The session closed with a fascinating panel discussion with Dr Diarmid Campbell-Lendrum, Team Leader on Climate Change and Health at the World Health Organization (WHO), Dr Franka Cadée, President of the Confederation international midwives and Dr Jeanne Conry, president of FIGO -Élire. The conversation focused on next steps and avenues for professional organizations to help healthcare professionals advocate for responses to climate change.

ART in low-resource countries

Later, FIGO’s reproductive medicine branch organized a session on Assisted Reproductive Technology (ART) in low-resource countries. Dr Geeta Nargund started with a presentation on natural and gentle in vitro fertilization (IVF). She pointed out how these methods are not only effective, but also more affordable and provide better results for women’s health. Dr Roberto Epifanio Malpassi explored low cost ART, focusing specifically on (in) fertility trends in the Latin American region in recent years.

Dr Angélique Rwiyereka focused her intervention on a case study, detailing the institutionalization of infertility services in a public hospital in Rwanda, sharing the lessons of the initiative’s success. Dr Gitau Mburu concluded the session by sharing an update on current initiatives related to infertility by WHO.

COVID-19 and cancer

The day continued with a range of sessions, including insightful presentations on COVID and cancer in a session hosted by FIGO’s Gynecologic Oncology Track. Professor Sean Kehoe opened the session with a talk on the impact of COVID-19 on cancer screening and care for women with gynecological cancers – with a specific focus on cervical cancer.

Dr Jalid Sehouli spoke about the effects of the pandemic on ovarian cancer and chemotherapy, highlighting the challenges for patients, doctors and caregivers. Dr John Butler ended the session by providing post-pandemic recommendations, reviewing clinical trials and changes in surgical techniques to identify key takeaways from this crisis for cancer treatment.
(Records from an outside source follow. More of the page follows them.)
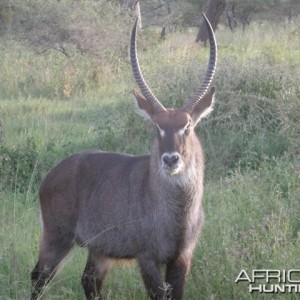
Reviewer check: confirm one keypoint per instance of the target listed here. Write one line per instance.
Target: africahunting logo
(270, 281)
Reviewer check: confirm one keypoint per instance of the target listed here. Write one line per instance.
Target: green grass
(50, 108)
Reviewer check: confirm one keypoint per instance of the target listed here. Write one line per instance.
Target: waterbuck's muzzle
(171, 162)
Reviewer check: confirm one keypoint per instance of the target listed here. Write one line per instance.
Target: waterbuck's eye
(160, 131)
(187, 129)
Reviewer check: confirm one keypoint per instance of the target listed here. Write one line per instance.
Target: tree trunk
(134, 6)
(213, 13)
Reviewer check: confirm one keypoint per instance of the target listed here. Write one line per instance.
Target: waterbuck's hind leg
(152, 278)
(51, 254)
(94, 274)
(176, 274)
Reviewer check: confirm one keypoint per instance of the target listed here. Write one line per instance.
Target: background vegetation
(65, 86)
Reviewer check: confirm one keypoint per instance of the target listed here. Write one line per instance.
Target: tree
(213, 13)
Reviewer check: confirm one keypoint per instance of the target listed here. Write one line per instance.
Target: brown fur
(122, 207)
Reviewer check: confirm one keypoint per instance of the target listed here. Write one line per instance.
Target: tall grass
(51, 107)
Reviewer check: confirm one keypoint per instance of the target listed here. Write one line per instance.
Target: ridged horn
(211, 67)
(137, 73)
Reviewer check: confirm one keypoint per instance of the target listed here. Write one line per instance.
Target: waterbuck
(120, 206)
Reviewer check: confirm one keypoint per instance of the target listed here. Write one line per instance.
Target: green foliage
(52, 106)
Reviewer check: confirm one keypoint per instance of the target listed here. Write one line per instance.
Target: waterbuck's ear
(204, 107)
(144, 107)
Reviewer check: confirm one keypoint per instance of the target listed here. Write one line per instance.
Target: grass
(51, 108)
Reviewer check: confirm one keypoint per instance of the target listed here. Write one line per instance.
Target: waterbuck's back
(100, 199)
(121, 206)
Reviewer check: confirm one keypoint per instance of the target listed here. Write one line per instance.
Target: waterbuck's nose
(170, 159)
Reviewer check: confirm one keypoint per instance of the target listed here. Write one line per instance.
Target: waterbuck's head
(175, 127)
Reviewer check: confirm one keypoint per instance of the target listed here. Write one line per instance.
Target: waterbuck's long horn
(191, 103)
(138, 73)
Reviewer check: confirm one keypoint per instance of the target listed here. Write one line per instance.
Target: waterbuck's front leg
(175, 275)
(151, 277)
(93, 276)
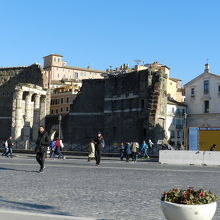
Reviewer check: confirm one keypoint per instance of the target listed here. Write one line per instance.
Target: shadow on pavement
(26, 171)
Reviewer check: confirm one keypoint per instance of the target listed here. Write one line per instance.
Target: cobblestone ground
(115, 190)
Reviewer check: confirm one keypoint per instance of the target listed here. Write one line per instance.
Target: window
(206, 106)
(142, 103)
(206, 86)
(192, 91)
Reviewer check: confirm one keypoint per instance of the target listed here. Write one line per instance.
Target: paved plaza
(74, 187)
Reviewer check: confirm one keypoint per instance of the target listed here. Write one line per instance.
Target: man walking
(8, 147)
(99, 145)
(41, 147)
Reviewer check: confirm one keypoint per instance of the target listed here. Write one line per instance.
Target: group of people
(133, 150)
(127, 150)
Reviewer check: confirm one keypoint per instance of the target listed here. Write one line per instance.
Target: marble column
(36, 118)
(27, 119)
(18, 115)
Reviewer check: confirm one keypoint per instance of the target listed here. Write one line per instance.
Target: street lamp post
(59, 119)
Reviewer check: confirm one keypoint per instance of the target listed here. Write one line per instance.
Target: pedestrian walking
(150, 146)
(9, 145)
(127, 151)
(91, 150)
(99, 145)
(144, 148)
(41, 147)
(122, 151)
(52, 149)
(212, 148)
(134, 150)
(5, 145)
(58, 148)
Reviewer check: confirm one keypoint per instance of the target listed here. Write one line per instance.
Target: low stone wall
(189, 157)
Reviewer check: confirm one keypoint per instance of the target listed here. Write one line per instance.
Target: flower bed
(189, 196)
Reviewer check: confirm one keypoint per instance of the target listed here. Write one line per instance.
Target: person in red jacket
(42, 144)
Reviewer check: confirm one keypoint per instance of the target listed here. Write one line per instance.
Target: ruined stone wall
(9, 78)
(126, 107)
(86, 114)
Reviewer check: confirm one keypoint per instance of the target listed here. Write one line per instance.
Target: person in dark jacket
(41, 147)
(99, 145)
(212, 148)
(9, 145)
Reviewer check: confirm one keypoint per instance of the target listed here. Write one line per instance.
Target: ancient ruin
(22, 99)
(124, 107)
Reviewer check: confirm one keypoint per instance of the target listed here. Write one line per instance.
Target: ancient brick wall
(9, 78)
(126, 107)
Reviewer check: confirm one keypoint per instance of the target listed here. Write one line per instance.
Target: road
(114, 190)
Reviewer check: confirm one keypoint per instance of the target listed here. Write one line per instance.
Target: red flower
(201, 194)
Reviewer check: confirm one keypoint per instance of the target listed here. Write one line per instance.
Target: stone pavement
(74, 187)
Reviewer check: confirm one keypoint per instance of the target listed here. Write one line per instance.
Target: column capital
(18, 94)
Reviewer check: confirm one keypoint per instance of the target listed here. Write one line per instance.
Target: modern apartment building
(57, 70)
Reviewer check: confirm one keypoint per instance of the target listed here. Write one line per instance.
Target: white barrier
(211, 158)
(181, 157)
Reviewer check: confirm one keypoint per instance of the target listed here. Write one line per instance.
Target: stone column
(27, 120)
(36, 119)
(18, 115)
(42, 110)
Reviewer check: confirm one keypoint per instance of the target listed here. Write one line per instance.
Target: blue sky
(181, 34)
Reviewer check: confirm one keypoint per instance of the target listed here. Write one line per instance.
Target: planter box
(174, 211)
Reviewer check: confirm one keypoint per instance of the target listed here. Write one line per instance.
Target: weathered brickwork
(126, 107)
(9, 78)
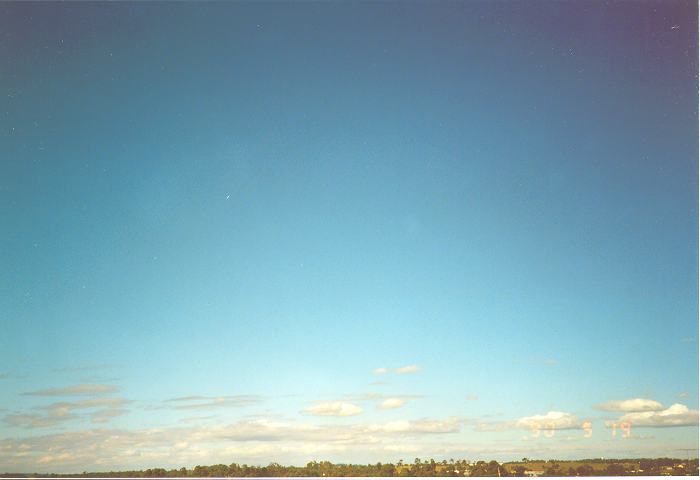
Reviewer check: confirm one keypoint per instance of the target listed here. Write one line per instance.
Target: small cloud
(203, 402)
(631, 405)
(408, 369)
(551, 420)
(102, 410)
(33, 420)
(334, 409)
(391, 403)
(677, 415)
(196, 419)
(85, 389)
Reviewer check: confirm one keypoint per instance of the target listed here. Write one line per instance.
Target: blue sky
(250, 208)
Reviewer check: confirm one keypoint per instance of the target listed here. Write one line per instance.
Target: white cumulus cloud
(631, 405)
(677, 415)
(551, 420)
(334, 409)
(390, 403)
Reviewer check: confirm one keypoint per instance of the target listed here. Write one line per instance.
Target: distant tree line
(418, 468)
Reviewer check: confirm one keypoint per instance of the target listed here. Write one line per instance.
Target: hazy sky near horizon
(238, 232)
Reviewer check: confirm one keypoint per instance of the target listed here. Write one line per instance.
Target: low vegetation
(419, 468)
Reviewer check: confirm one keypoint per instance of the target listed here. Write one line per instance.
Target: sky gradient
(361, 232)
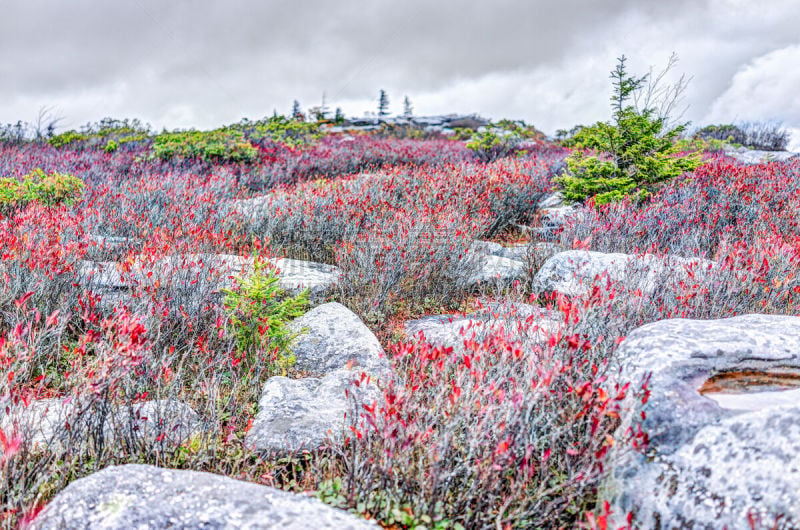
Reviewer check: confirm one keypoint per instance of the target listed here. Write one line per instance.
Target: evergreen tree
(628, 155)
(408, 110)
(297, 113)
(383, 104)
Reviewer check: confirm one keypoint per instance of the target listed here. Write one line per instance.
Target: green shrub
(628, 155)
(66, 138)
(48, 189)
(259, 311)
(290, 132)
(490, 145)
(219, 145)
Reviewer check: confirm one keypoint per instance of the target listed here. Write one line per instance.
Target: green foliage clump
(291, 132)
(48, 189)
(66, 138)
(259, 311)
(502, 139)
(219, 145)
(628, 155)
(107, 134)
(490, 145)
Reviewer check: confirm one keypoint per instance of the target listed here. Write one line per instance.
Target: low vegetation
(514, 429)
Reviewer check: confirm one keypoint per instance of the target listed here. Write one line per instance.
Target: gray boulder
(554, 218)
(711, 462)
(296, 414)
(140, 496)
(103, 248)
(552, 200)
(333, 337)
(574, 272)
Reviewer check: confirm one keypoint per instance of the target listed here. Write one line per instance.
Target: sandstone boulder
(140, 496)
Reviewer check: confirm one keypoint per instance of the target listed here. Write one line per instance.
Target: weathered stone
(104, 248)
(520, 321)
(140, 496)
(552, 200)
(497, 271)
(553, 219)
(296, 275)
(53, 423)
(515, 252)
(573, 272)
(708, 465)
(333, 337)
(295, 414)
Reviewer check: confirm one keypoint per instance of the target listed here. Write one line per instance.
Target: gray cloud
(202, 63)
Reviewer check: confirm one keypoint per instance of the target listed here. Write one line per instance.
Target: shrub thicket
(219, 145)
(259, 311)
(47, 189)
(764, 136)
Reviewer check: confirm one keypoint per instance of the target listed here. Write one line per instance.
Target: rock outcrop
(711, 461)
(574, 272)
(336, 348)
(140, 496)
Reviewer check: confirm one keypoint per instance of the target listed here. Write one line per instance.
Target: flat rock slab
(708, 465)
(44, 423)
(574, 272)
(297, 414)
(140, 496)
(520, 321)
(331, 338)
(496, 271)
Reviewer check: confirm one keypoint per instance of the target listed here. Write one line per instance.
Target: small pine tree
(408, 110)
(628, 155)
(383, 104)
(297, 112)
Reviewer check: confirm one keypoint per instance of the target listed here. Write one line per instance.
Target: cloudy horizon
(203, 64)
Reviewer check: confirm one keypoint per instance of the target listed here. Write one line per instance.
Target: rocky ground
(699, 345)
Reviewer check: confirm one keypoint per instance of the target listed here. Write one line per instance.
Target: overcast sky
(202, 63)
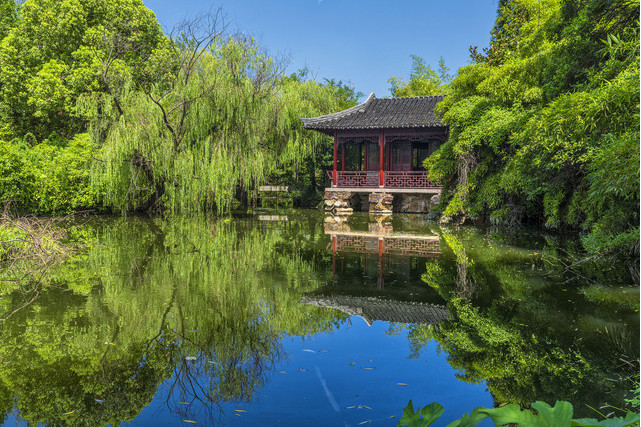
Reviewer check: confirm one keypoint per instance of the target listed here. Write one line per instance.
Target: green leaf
(630, 419)
(470, 420)
(559, 415)
(511, 414)
(430, 414)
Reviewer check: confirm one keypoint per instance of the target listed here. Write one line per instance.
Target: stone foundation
(381, 202)
(338, 202)
(416, 203)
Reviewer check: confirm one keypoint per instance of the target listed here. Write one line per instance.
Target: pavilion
(380, 145)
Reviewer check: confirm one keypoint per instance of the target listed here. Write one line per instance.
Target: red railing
(391, 179)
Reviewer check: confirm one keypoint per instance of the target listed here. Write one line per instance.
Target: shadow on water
(191, 318)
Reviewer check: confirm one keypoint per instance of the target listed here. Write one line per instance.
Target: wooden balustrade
(392, 179)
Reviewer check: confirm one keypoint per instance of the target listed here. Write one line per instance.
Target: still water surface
(294, 319)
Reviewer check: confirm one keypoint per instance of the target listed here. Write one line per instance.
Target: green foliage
(49, 177)
(57, 51)
(221, 123)
(544, 126)
(423, 81)
(541, 414)
(505, 331)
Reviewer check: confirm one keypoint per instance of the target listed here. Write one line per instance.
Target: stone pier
(338, 202)
(380, 202)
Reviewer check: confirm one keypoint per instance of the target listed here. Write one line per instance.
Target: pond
(292, 318)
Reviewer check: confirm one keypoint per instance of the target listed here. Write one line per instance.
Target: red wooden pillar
(381, 159)
(366, 151)
(335, 159)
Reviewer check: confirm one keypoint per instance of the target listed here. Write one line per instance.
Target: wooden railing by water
(391, 179)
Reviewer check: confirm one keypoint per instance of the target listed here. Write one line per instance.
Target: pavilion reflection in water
(380, 247)
(393, 259)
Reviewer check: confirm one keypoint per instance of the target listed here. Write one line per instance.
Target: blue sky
(361, 41)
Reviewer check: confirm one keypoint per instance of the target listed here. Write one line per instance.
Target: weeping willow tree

Addressing the challenges of women’s and girls’ health in Africa and the Middle East

We concluded the day with the Africa and Middle East regional evening, co-organized by the African Federation of Obstetrics and Gynecology (AFOG) and the African Society of Gynecologists and Obstetricians (SAGO). Focusing on community engagement, HIV, maternal mortality, HPV, FGM and more, this evening covered a wide range of issues affecting the health of women and girls in the region. The evening featured politically engaged musical numbers that highlighted key issues, such as songs about cervical cancer and FGM.

It was an engaging and moving end to this day of the World Congress. Recordings of the entire session will be available for viewing on demand on the Congress virtual platform within 24 hours.